Il paraît évident ici qu'une lecture clinique de ces résultats nous conduit à dépasser le seul argument du défaut d'intégration sociale et culturelle pour expliquer l'écart observé entre les performances verbales et les performances non verbales. Il s'agit au fond de passer d'une approche quantitative basée sur le seul constat des performances, pour s'interroger qualitativement sur la manière dont cet enfant surinvestit le traitement visuo-perceptif, la recherche du détail manquant dans la concrétude de l'objet physique du monde extérieur, au détriment d'une pensée abstraite et conceptuelle puisant dans les qualités subjectives des objets peuplant le monde interne. Si l'on considère de façon complémentaire les difficultés repérées du côté des représentations sociales et de la résistance à l’apprentissage, l'ensemble du tableau clinique évoque un profil cognitif que nous rencontrons souvent dans le cadre des problématiques de type abandonnique. Dans ce contexte psychopathologique, nous constatons souvent que les dommages subis par l'enfant dans le déroulement de son histoire personnelle vont de paire avec la mise en œuvre de défenses archaïques qui conduisent à une appréhension du monde en surface, vectorisée par le traitement perceptif, notamment visuel. Nous voyons se dessiner ainsi, sous les yeux du clinicien, un véritable style cognitif, une forme de mémoire de l'histoire du corps du sujet, qui traduit sa manière d'être au monde et qui prend en compte en tout premier lieu les aléas de sa vie pulsionnelle et les conflits psychiques de nature objectale. Les plis et les replis de la détresse passée.

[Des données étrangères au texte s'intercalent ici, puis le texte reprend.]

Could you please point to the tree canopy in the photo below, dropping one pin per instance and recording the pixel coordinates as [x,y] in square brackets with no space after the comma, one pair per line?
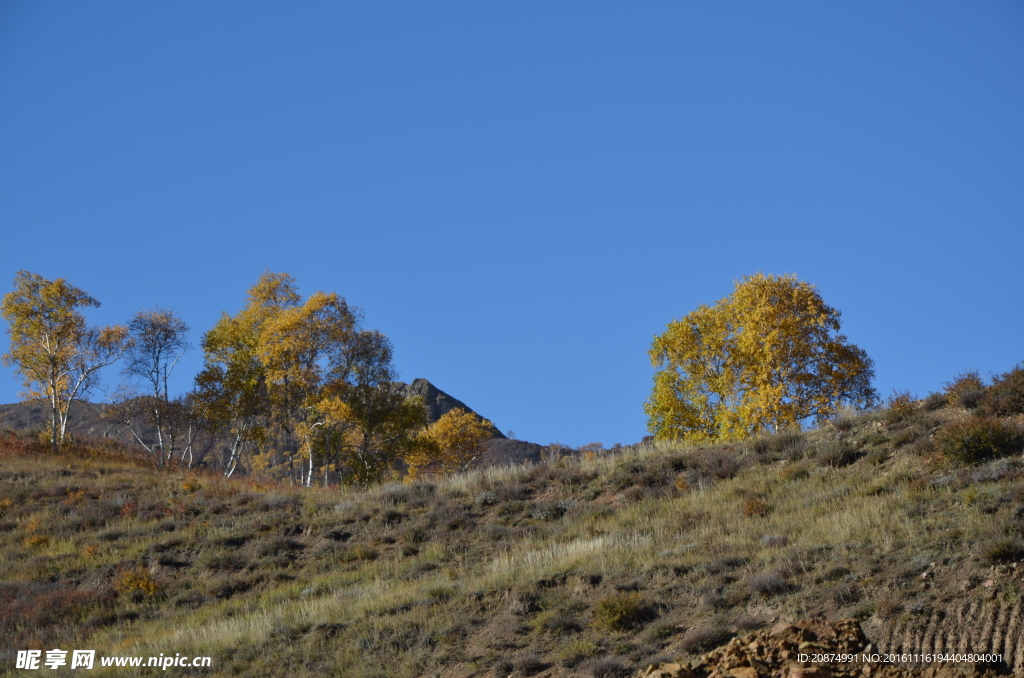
[298,385]
[53,349]
[450,445]
[764,358]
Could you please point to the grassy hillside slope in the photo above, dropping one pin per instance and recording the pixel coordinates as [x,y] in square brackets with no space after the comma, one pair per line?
[588,567]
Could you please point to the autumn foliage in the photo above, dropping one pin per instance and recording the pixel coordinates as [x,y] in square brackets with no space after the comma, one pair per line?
[766,357]
[450,445]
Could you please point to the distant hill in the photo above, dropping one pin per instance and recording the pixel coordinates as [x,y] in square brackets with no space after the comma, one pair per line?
[87,419]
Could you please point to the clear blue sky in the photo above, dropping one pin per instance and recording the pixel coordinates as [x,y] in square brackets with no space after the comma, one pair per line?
[520,195]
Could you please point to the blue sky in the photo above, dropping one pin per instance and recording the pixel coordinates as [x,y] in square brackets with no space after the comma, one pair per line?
[521,195]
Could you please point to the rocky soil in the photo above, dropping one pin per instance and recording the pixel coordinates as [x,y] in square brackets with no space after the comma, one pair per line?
[786,650]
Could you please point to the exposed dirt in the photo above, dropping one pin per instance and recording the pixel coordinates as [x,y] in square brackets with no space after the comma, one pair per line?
[787,650]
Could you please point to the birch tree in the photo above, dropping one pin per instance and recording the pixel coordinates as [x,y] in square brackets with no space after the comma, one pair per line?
[766,357]
[53,349]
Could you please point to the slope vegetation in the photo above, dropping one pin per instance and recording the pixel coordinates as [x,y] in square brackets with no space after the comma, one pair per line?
[594,566]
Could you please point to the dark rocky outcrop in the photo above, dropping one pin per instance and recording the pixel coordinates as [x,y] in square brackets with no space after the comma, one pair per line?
[437,401]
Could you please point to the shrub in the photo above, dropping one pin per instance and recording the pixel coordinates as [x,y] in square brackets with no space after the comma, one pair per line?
[756,507]
[978,439]
[1004,550]
[529,665]
[962,383]
[621,612]
[901,406]
[721,462]
[552,510]
[129,582]
[768,584]
[1006,396]
[705,638]
[609,667]
[836,453]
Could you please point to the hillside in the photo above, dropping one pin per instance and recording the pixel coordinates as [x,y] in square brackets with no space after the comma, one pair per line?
[594,566]
[87,420]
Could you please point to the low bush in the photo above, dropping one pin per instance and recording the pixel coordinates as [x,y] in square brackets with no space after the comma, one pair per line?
[609,668]
[1004,550]
[622,612]
[704,638]
[836,453]
[1006,396]
[963,383]
[978,439]
[756,507]
[768,584]
[901,406]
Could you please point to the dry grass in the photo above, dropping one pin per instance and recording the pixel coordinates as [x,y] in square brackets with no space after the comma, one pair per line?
[555,569]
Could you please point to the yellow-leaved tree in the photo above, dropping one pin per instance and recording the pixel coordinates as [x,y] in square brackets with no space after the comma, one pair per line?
[451,445]
[767,357]
[53,349]
[301,388]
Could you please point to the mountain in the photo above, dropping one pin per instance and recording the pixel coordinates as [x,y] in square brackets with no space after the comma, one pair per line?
[908,521]
[87,419]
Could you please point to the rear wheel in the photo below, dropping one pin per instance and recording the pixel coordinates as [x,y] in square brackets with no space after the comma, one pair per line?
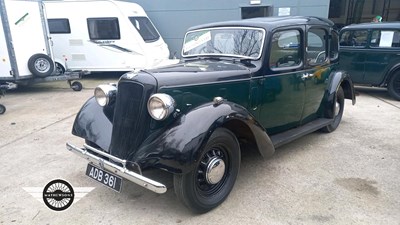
[210,183]
[337,113]
[41,65]
[394,86]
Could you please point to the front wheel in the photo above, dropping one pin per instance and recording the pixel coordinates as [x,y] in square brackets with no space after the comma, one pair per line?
[394,86]
[2,109]
[337,113]
[210,183]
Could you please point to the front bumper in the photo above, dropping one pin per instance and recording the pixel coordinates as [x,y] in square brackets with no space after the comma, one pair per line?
[116,169]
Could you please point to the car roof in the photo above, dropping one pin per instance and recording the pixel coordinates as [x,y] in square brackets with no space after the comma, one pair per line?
[382,25]
[269,23]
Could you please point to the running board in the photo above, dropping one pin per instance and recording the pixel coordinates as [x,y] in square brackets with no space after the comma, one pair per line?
[293,134]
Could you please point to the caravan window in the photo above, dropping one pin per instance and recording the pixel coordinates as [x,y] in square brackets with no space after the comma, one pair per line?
[103,28]
[145,28]
[59,26]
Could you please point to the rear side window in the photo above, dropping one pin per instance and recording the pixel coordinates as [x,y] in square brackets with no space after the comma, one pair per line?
[103,28]
[356,38]
[59,26]
[285,49]
[145,28]
[385,38]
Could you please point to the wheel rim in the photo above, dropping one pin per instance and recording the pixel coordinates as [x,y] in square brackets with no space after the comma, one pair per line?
[211,172]
[42,65]
[337,108]
[59,69]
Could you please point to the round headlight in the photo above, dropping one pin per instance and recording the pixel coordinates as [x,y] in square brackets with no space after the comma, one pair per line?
[104,94]
[160,106]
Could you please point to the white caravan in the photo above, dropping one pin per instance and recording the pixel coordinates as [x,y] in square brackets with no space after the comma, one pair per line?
[104,35]
[24,46]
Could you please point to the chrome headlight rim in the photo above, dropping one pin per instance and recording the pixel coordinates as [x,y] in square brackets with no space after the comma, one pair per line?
[104,94]
[165,103]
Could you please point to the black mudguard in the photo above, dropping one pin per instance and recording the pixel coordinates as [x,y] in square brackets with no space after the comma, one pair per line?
[92,124]
[176,148]
[343,79]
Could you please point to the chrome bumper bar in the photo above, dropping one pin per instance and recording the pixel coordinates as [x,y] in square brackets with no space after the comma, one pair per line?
[116,169]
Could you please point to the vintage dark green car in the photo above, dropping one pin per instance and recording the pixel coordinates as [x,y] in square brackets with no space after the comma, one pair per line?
[370,53]
[257,83]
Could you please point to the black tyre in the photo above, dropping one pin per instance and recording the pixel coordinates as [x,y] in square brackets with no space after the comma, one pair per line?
[210,183]
[41,65]
[337,113]
[2,109]
[394,86]
[76,86]
[60,70]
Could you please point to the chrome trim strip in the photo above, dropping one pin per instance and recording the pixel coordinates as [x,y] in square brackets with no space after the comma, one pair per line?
[118,170]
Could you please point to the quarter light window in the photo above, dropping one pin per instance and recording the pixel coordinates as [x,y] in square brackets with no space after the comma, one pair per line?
[316,46]
[357,38]
[103,28]
[59,26]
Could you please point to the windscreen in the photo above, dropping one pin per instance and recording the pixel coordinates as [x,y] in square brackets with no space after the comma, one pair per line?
[145,28]
[237,41]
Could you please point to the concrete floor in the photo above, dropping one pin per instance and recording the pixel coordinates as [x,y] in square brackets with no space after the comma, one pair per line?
[350,176]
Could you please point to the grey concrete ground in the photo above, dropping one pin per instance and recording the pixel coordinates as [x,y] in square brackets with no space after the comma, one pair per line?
[350,176]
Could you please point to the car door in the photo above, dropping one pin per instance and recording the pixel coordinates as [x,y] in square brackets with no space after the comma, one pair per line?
[383,54]
[352,53]
[317,70]
[282,90]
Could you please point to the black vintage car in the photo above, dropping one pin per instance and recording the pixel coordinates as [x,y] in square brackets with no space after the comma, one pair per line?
[241,84]
[370,53]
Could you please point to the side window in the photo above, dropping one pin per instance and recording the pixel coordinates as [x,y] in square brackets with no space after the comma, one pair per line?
[385,38]
[346,39]
[316,46]
[145,28]
[357,38]
[59,26]
[103,28]
[285,49]
[334,46]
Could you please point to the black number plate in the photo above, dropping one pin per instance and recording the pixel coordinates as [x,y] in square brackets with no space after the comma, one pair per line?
[104,177]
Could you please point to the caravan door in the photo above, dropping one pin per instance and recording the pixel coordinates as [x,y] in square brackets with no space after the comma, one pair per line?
[26,37]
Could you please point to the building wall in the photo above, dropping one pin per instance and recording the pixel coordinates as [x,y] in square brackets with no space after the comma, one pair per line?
[173,17]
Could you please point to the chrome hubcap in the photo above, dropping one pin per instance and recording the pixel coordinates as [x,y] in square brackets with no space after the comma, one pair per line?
[337,109]
[215,170]
[42,65]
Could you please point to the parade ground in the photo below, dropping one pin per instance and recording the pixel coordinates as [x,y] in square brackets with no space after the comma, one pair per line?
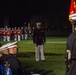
[54,50]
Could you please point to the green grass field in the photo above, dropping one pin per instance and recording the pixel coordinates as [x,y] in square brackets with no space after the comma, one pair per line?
[54,54]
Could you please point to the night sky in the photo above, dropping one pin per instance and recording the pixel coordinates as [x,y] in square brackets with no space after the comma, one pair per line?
[24,10]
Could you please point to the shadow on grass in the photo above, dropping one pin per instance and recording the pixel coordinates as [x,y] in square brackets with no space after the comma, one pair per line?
[32,54]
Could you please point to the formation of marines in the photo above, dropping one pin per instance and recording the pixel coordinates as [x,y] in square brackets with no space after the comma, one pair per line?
[16,33]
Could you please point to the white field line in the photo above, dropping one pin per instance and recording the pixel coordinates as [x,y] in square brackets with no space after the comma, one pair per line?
[50,42]
[55,42]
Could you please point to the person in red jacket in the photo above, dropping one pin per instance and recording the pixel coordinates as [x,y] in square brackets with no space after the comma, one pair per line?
[19,34]
[15,33]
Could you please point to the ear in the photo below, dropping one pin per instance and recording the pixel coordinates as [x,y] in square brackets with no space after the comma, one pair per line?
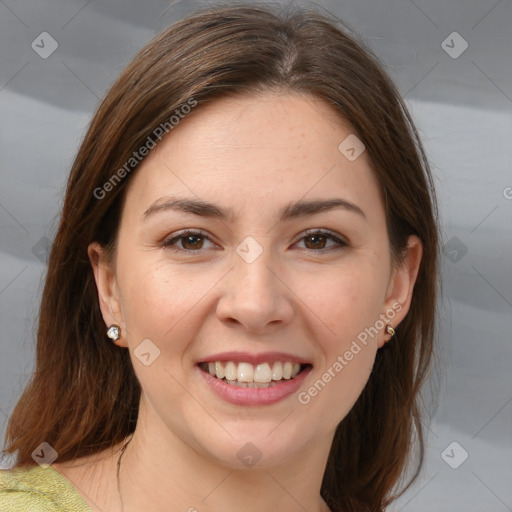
[401,285]
[108,291]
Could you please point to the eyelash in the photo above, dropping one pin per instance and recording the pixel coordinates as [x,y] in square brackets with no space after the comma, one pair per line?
[170,243]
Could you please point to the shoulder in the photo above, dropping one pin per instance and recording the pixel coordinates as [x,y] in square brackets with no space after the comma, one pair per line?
[38,489]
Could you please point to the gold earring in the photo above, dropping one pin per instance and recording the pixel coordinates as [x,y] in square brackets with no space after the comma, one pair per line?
[114,332]
[390,331]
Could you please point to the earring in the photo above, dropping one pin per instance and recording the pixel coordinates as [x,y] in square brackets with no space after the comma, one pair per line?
[390,331]
[114,332]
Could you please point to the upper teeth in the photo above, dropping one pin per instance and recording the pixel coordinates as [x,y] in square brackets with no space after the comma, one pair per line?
[246,372]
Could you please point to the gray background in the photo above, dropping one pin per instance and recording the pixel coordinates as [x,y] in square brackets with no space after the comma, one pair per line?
[463,107]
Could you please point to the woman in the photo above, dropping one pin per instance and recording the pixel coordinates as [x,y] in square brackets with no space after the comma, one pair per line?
[240,300]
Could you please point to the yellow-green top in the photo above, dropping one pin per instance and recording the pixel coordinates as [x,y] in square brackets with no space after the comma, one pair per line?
[38,489]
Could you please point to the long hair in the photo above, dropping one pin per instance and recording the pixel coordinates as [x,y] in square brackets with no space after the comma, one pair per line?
[83,396]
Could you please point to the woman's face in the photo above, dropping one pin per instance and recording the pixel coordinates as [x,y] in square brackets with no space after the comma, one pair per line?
[287,262]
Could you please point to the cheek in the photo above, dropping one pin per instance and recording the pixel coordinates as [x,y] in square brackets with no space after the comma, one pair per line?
[155,300]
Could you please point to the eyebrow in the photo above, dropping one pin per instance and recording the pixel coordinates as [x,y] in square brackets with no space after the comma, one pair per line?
[292,210]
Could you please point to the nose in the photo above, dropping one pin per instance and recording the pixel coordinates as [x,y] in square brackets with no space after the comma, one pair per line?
[255,296]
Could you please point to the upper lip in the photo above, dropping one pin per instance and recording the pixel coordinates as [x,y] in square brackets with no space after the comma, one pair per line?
[254,359]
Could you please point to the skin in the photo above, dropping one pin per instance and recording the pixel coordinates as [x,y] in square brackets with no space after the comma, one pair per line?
[253,154]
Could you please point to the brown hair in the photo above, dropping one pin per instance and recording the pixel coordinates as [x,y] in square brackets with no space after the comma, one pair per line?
[83,396]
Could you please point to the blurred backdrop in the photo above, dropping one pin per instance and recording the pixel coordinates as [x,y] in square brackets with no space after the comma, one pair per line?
[452,61]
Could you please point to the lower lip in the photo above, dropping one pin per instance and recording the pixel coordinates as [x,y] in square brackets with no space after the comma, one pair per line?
[254,396]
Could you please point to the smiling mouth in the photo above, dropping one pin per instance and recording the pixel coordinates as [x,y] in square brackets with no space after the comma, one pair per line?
[247,375]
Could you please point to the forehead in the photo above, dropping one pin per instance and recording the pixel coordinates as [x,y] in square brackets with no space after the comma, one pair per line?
[256,151]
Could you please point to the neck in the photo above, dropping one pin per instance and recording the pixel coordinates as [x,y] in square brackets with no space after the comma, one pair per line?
[158,470]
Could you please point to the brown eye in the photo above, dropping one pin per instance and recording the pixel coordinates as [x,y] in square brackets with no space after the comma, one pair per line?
[317,241]
[191,241]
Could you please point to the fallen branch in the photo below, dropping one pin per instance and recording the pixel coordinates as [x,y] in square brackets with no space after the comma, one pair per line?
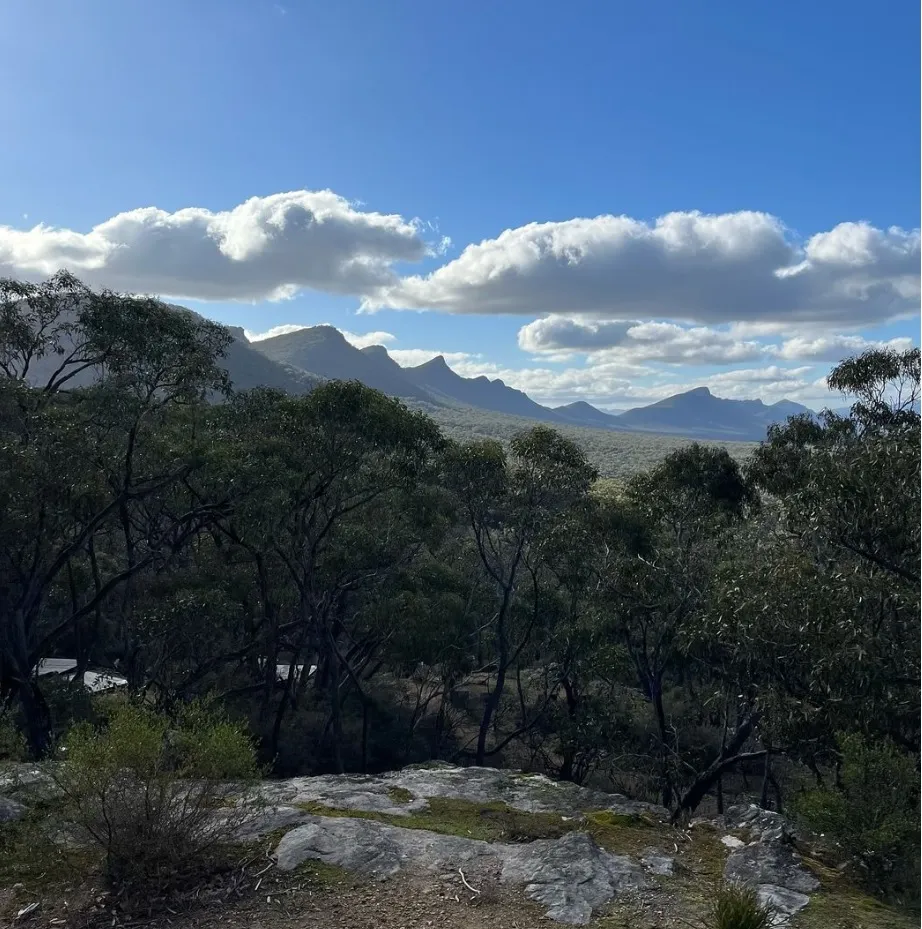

Le développement de l'enfant est une affaire bien trop complexe pour se résumer aux seules stimulations venant du milieu extérieur, aussi bien qu'à la seule maturation de l'organisme. Nous allons essayer de montrer que l'évaluation intellectuelle est ici indissociable de l'histoire du sujet et qu'elle décrit, en caractères corporels, sa manière d'être au monde. Ainsi échappe-t-elle aux simples schémas de causalité linéaire mis en avant par l'approche expérimentale pour inviter le psychologue à une lecture qui prenne en compte la valeur sémiotique du symptôme cognitif.